An ex-Makani engineer told me they were getting < 1 A noise, and I wondered how that is possible given they are single ended. The answer is on p.168-169 of ... _Part2.pdf

They use a common mode choke to passively attenuate common node noise coupled from the phase. The specific part they use for this is: Epcos B82792C2475N365

Here's the schematic:
current_sense.png (33.17 KiB) Viewed 161 times

Re: Yasa/Makani controller teardown

Posted: Sep 17 2020 4:43pm
by SRFirefox
Serious piece of kit there. I'd be interested to see what an Axiom with 1200V switches could do with it - last I read the control board isolation was good for 800V bus. Are the spinning cases integrated into the motor or is there a shaft behind them? The example motor you linked is an in-runner that could, in theory, be stacked, but these look significantly more difficult to stack together or integrate with a transmission for traction duty.

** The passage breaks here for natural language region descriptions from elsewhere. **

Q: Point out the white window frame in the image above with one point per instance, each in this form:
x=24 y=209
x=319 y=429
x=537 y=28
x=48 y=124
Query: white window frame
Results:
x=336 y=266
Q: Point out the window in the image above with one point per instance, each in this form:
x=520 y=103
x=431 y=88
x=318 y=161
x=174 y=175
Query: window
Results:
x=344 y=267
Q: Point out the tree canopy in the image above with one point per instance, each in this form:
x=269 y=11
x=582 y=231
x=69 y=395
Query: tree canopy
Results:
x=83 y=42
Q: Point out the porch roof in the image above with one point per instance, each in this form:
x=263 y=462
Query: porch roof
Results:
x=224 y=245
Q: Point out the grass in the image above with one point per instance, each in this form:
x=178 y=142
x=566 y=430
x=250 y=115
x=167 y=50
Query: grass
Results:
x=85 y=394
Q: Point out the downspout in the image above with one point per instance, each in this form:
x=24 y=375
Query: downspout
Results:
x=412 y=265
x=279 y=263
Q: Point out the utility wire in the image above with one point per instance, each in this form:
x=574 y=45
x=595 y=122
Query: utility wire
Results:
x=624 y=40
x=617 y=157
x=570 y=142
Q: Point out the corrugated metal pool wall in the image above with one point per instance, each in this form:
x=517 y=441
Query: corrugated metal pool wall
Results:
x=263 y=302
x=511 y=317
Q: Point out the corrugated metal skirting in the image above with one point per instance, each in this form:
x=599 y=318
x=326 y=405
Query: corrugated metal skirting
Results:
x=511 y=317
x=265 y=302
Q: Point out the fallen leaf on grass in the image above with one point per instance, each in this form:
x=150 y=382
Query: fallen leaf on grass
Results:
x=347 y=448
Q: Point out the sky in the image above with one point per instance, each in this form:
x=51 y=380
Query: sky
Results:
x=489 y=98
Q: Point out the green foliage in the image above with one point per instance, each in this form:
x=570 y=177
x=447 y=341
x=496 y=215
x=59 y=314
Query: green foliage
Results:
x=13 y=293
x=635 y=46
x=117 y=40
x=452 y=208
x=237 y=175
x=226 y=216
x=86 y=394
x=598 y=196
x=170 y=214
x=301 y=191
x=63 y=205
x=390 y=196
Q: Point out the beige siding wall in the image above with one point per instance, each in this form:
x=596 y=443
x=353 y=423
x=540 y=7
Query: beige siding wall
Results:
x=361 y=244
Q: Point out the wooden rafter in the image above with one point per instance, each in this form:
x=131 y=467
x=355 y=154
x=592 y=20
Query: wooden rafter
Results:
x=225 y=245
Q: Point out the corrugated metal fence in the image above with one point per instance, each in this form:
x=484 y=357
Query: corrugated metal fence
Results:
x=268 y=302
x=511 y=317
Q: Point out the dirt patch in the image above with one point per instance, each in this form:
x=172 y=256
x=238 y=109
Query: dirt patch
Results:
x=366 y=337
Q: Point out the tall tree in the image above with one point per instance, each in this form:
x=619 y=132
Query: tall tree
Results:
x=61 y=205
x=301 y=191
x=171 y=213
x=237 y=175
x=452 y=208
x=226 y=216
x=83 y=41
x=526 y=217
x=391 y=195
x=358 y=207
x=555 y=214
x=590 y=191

Re: Yasa/Makani controller teardown

Posted: Sep 18 2020 12:37pm
by axialflux
SRFirefox: The Makani SiC half bridges are 1700V, not 1200V. I was originally very keen to try an Axiom control board with the Makani power stage. And then Arlin told me the expected price of an Axiom would be $6500 (!). For that price I can buy a Rinehart, a Sevcon Gen 4 Size 10, or any other controller. And a TI LAUNCHXL-F280049C is $30, and does pretty much everything the Axiom does except for some optoisolation. Most of it on chip. So thanks but no thanks on the Axiom. IMHO, motors should be driven with realtime control system hardware, not a zillion interrupts on a general purpose micro. But what do I know?

Yes, on the Makani Yasas, the entire CNC aluminum case spins (i.e. outrunner). There is a splined hole in the center and plenty of places to bolt to the spinning cases as was done for the Makani dyno coupling. Transmission? Not needed: 3250 rpm on a 16" tire is 100 mph, enough for me. I am planning to run 2 of these where a differential would be, each driving an IRS half shaft. Should be fast enough that stacking is not needed.